Tuesday, May 24, 2016

Lopez group shuns use of coal



By: Doris Dumlao-Abadilla 02:13 AM May 24th, 2016

The Lopez group Monday took a strong stance against the use of coal to fuel the country’s power plants, citing an urgent need to mitigate the impact of climate change.
Federico Lopez, chair and chief executive of First Philippine Holdings Corp., made a bold declaration during the company’s annual stockholders’ meeting Monday that the group would never build, develop or invest in any coal-fired power plant.
“I’m certain that without looking too far, this country already has energy alternatives that do not mortgage the future of our children and the future of our planet,” Lopez said. “These are extraordinary times that call for extraordinary change and everyone must shift to thinking about the quickest route to a decarbonized economy.”
To date, coal-fired power plants are still seen as among the most reliable and cheapest energy source in the country.
Lopez said some businessmen and power industry leaders tended to argue that since the Philippines was responsible for only 0.3 percent of global carbon emissions, the country had the right to continue building more coal-fired power plants.
“Doing so, the argument goes, will help us reduce power costs, create more jobs and allow the Philippines to catch up with other nations and industrialize. That way of thinking could have passed muster a decade ago. However, given what we know about global climate today, that assertion, even if we choose to adopt such a parochial Philippines-only perspective, is downright thoughtless and unconscionable,” Lopez said.
“For every avoidable ton of carbon spewed into the air reverberates onto millions of vulnerable Filipino lives with an impact that’s disproportionate with the rest of the world,” he said.
Meeting the economy’s power demand with more coal-fired plants today meant “locking-in” those high-carbon emissions for decades, Lopez pointed out.

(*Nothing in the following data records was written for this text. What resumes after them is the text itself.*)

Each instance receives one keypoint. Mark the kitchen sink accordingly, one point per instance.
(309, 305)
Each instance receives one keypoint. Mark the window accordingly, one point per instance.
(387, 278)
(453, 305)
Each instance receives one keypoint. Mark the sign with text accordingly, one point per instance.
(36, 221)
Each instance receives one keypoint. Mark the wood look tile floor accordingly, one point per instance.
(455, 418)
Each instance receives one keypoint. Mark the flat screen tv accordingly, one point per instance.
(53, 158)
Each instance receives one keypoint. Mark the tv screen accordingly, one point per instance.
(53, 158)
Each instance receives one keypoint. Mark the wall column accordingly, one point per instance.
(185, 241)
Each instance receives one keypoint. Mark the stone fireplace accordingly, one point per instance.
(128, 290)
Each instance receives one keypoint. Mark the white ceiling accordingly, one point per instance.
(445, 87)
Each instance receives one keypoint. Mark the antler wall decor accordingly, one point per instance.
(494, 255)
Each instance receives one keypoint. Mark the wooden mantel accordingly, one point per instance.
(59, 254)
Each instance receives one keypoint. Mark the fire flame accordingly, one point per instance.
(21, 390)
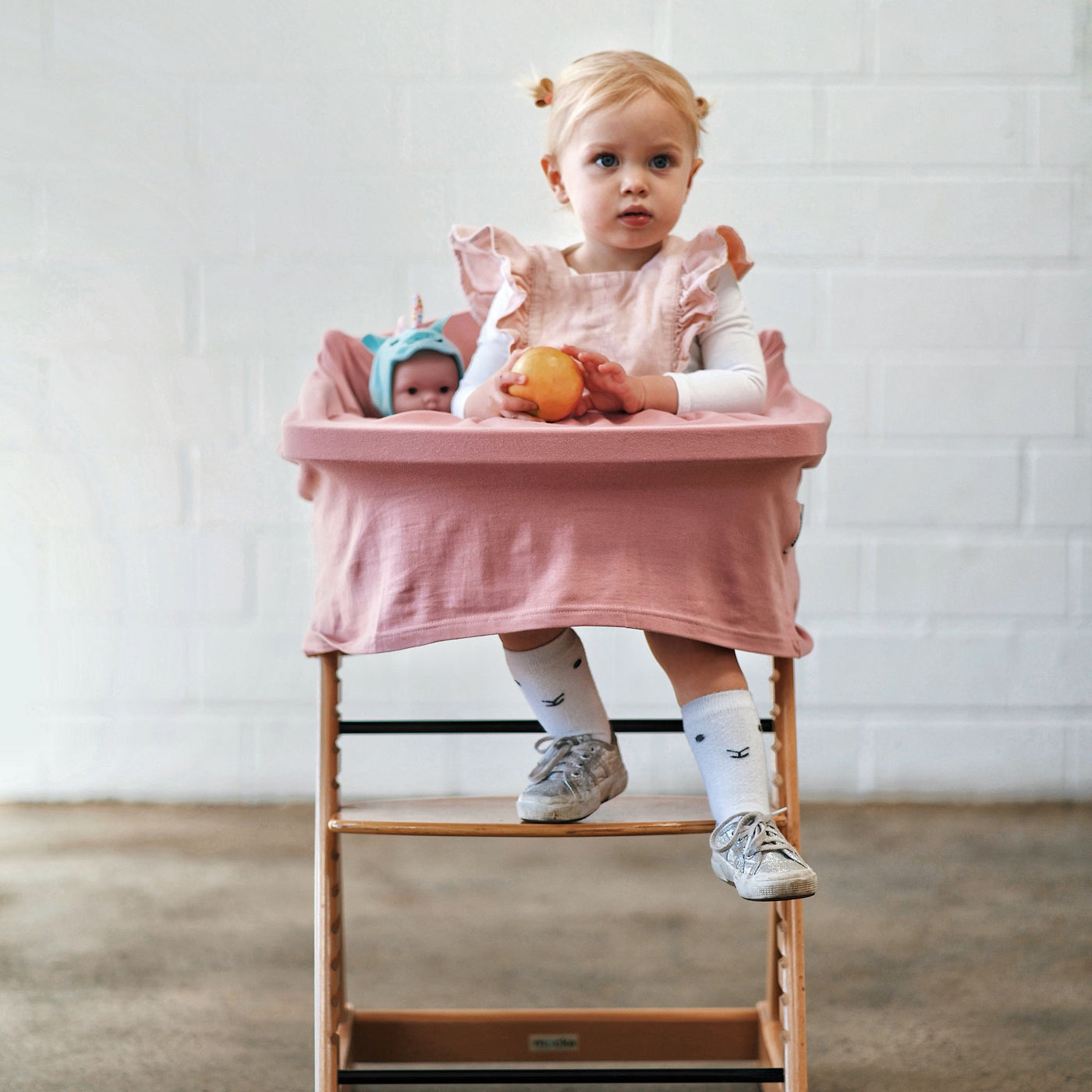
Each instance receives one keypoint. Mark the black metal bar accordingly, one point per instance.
(736, 1075)
(445, 728)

He said business-as-usual was but a “sure road to disaster.” “The technology to do this is already here. It’s just our mind-sets and our conversations that need to be transformed,” he added.
For the group, Lopez said they would be among the bright navigating beacons of Philippine industry, lighting pathways toward a decarbonized economy. “It will not be easy; we will have to explore many roads not yet taken and new business models that challenge old paradigms. I’m hopeful that soon, more in the Philippine business sector will move toward those junctions where their economic interests converge with that of society and the environment as well.”

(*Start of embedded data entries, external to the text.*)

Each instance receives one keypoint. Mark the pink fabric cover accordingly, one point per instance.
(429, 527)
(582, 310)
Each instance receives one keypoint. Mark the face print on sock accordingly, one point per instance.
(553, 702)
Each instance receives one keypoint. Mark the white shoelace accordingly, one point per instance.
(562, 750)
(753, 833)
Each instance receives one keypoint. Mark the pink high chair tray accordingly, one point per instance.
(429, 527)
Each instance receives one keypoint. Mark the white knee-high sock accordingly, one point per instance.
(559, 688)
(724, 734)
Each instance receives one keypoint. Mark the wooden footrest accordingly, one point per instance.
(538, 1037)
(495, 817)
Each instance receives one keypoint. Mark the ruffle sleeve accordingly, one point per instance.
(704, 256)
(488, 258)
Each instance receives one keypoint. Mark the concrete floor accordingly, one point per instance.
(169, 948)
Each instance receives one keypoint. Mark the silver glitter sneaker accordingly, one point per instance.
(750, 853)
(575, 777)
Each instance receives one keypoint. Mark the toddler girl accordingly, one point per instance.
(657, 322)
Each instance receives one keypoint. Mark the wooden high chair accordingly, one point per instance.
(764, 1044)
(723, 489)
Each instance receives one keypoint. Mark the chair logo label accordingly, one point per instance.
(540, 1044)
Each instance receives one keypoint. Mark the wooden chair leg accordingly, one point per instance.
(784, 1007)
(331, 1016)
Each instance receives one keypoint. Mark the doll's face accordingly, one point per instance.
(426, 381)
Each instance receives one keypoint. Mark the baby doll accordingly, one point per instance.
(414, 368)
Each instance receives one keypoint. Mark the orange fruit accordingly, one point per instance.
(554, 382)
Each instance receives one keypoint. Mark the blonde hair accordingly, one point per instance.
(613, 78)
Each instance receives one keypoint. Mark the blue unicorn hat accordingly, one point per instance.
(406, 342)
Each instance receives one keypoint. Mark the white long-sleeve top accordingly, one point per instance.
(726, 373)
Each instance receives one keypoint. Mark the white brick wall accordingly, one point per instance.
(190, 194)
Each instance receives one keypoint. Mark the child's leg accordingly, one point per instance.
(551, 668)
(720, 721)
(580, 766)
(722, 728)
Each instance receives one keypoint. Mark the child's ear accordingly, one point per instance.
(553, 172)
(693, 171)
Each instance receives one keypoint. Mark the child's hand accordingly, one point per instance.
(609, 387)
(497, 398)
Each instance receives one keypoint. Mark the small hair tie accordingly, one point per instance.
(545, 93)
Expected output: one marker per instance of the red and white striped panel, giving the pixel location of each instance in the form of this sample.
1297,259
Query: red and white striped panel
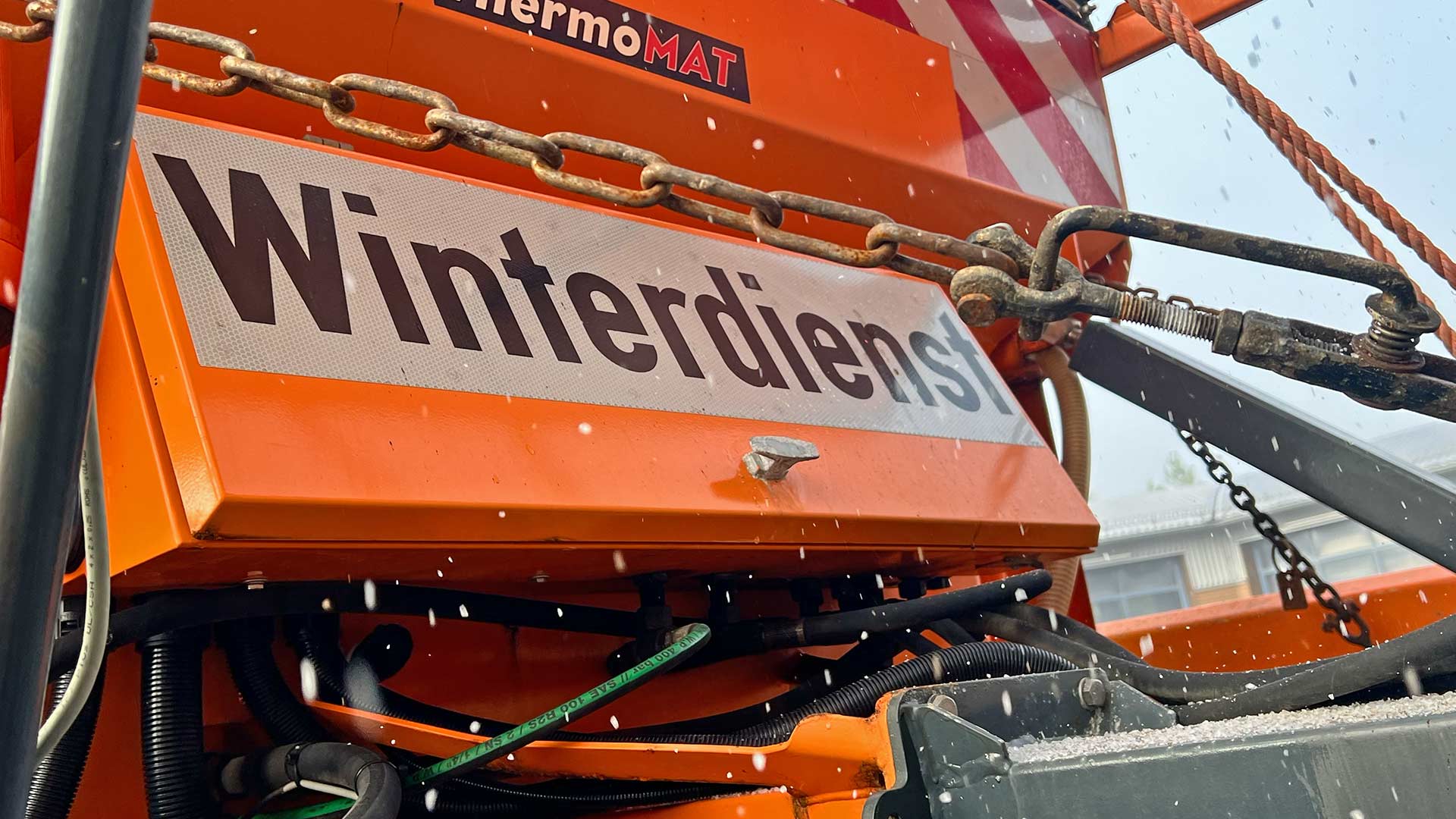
1033,111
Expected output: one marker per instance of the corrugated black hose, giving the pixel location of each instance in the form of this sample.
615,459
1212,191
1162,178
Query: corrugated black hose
248,645
172,758
468,798
338,764
58,774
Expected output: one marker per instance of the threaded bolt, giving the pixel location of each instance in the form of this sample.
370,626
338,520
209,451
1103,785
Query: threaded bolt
1166,316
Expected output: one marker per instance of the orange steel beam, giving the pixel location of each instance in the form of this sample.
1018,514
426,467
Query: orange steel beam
1258,632
826,755
1128,37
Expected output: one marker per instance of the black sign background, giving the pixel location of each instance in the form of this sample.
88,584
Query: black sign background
693,53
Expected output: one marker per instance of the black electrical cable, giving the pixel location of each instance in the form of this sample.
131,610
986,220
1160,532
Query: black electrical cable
1421,649
58,773
316,640
957,664
343,765
973,661
466,798
837,629
171,611
1068,627
248,645
1161,684
172,757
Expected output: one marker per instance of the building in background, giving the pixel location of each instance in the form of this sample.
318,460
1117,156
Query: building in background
1190,545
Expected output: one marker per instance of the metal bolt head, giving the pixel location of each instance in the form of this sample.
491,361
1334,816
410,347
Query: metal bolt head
1092,692
772,457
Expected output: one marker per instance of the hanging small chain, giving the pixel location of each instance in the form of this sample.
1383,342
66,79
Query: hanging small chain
546,155
1343,615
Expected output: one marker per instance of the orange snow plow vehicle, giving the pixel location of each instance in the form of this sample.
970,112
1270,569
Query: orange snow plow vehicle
564,409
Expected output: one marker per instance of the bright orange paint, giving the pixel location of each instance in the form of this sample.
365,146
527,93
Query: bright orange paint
1257,632
262,460
1128,37
846,107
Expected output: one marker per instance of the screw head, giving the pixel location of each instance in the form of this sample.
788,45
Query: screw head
1092,692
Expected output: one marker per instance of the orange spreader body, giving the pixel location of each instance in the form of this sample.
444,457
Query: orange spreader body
221,477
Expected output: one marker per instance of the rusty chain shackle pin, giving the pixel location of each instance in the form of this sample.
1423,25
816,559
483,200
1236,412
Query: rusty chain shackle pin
544,155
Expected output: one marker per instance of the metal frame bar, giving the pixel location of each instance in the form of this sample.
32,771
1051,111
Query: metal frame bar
1402,503
91,99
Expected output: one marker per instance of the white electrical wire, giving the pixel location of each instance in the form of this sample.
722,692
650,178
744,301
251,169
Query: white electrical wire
328,789
98,594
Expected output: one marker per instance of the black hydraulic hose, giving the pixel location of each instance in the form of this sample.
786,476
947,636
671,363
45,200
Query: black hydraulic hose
1430,646
971,661
952,632
316,639
843,627
351,767
1068,627
468,798
169,611
248,645
58,774
1163,684
172,726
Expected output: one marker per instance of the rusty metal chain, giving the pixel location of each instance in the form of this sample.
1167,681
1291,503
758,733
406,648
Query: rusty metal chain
1343,615
661,183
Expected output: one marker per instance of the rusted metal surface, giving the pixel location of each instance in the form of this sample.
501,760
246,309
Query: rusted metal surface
1310,353
544,155
1381,368
1343,614
41,17
341,118
226,46
1398,305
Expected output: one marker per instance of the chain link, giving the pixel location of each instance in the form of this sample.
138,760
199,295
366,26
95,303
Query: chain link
1341,614
446,126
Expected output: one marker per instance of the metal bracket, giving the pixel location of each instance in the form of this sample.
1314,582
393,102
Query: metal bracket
1320,463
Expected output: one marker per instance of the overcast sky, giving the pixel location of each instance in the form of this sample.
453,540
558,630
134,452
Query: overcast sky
1367,79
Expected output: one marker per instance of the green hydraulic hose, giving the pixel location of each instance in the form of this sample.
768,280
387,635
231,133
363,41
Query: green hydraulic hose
688,642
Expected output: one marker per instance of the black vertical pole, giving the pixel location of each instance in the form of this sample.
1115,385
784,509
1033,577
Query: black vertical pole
91,99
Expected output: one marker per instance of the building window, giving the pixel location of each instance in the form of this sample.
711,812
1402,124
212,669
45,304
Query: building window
1138,588
1341,550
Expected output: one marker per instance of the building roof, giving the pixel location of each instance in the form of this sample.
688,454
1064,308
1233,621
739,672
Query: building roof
1427,447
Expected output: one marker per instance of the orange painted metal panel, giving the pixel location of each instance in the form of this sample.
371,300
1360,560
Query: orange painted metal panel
827,754
1128,37
1257,632
262,458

Under the group’s “powered by good” mantra, FPH seeks to power the nation’s growth ambitions in a way that recognize the need for a livable Philippines and a livable planet.
Through subsidiary Energy Development Corp., the group controls the second-largest geothermal resource in the world.  FPH likewise has a mix of generating capacity fueled by hydro, wind, solar and natural gas. The group has a stored capacity of close to 3,000 megawatts.
“Indeed, climate change is a disruptive force on the environment that carries ripple effects on everything: from public safety and infrastructure; food, water and energy production; on controlling diseases and poverty alleviation; and really, life as we know it on our planet. If any country in the world has a stake in seeing global carbon emissions reduced, it’s the Philippines, where millions more innocent lives will be destroyed or lost if the march toward a warmer world cannot be stopped,” he said.